Romantico? Certo ma anche distopico, perché l’artista nato nel 1974 nel Maryland, che nella sua ricerca ha spesso affrontato temi di natura scientifica e fantascientifica, non vuole solo incoraggiare i terrestri a riconsiderare la propria posizione – a dire il vero piuttosto misera – nell’universo. Per Paglen, le cui opere più conosciute sono dedicate allo spinoso tema della sorveglianza governativa, è importante recuperare per l’uso artistico anche questi strumenti già carichi di una valenza negativa. I satelliti ci fanno paura perché ci spiano ma potrebbero anche essere fonte di meraviglia e stupore, no?
Secondo un consistente gruppo di astronomi, Orbital Reflector rappresenterà solo l’ennesimo caso di immondizia spaziale, causa di inquinamento luminoso che potrebbe interferire con osservazioni astronomiche ben più importanti di una semplice e inutile opere d’arte. «Ciò che è particolarmente fastidioso di questo satellite, è che è stato progettato per essere brillante e non ha altri scopi. È l’equivalente spaziale di un cartellone pubblicitario al neon proprio fuori dalla finestra della tua camera da letto», ha dichiarato a Gizmodo Jonathan McDowell, astrofisico presso l’Harvard-Smithsonian Center for Astrophysics. Bisogna dire, però, che il problema dell’interferenza visiva vale per tutti i numerosi satelliti che sono già in orbita e considerando la natura temporanea di Orbital Reflector, l’impatto dovrebbe essere poco più che trascurabile. Ma ciò che fa paura agli astronomi è che in molti potrebbero scegliere di seguire la maniera di Paglen, riempiendo l’orbita di satelliti non funzionali. Forse, però, gli astronomi ripongono troppa fiducia nelle capacità economiche e logistiche degli artisti, non è che realizzare un satellite da lanciare in orbita sia una cosa alla portata di tutti.

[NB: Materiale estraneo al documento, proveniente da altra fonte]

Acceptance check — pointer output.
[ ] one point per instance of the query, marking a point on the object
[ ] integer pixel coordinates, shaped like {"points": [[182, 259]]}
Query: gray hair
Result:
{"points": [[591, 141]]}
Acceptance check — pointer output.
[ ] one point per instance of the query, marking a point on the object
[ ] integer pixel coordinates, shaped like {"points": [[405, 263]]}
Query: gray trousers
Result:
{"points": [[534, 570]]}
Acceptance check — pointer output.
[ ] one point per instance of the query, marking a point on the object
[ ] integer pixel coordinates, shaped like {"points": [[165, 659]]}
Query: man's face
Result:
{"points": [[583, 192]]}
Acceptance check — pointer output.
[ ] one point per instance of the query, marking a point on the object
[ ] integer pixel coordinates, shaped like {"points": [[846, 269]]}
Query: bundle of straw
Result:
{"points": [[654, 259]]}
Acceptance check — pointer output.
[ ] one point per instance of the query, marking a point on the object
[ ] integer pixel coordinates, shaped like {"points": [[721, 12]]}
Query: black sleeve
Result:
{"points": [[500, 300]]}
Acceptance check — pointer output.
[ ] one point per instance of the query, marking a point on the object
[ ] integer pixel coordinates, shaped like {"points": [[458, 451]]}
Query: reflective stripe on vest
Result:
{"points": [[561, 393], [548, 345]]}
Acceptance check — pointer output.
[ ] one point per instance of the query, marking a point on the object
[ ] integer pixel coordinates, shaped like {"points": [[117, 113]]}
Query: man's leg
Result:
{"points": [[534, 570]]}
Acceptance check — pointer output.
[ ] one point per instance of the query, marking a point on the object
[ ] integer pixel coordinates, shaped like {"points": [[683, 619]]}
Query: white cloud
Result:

Sulla questione è intervenuto lo stesso Paglen, che ha puntualmente motivato le sue perplessità sulle critiche. «In che modo Orbital Reflcetor potrebbe interferire con il lavoro dell’astronomo? Voglio dire, stanno veramente facendo osservazioni ottiche al telescopio e sono preoccupati che il satellite si possa muovere nel loro campo visivo? Se la risposta è sì, sarebbe difficile credergli. L’immagine di un astronomo che guarda attraverso un telescopio per motivi scientifici è piuttosto anacronistica e comunque è molto improbabile che l’opera si muova attraverso il campo visivo di un telescopio nel bel mezzo di un’importante osservazione. Del resto, in che modo potrebbe essere più fastidioso di un aereo o di un pallone meteorologico?». A questo punto, continua l’artista, «dovrebbero veramente avere un problema con i satelliti militari, i satelliti per le comunicazioni, i motori di razzi scartati e simili, specialmente quelli militari, le cui orbite non sono nemmeno pubblicate».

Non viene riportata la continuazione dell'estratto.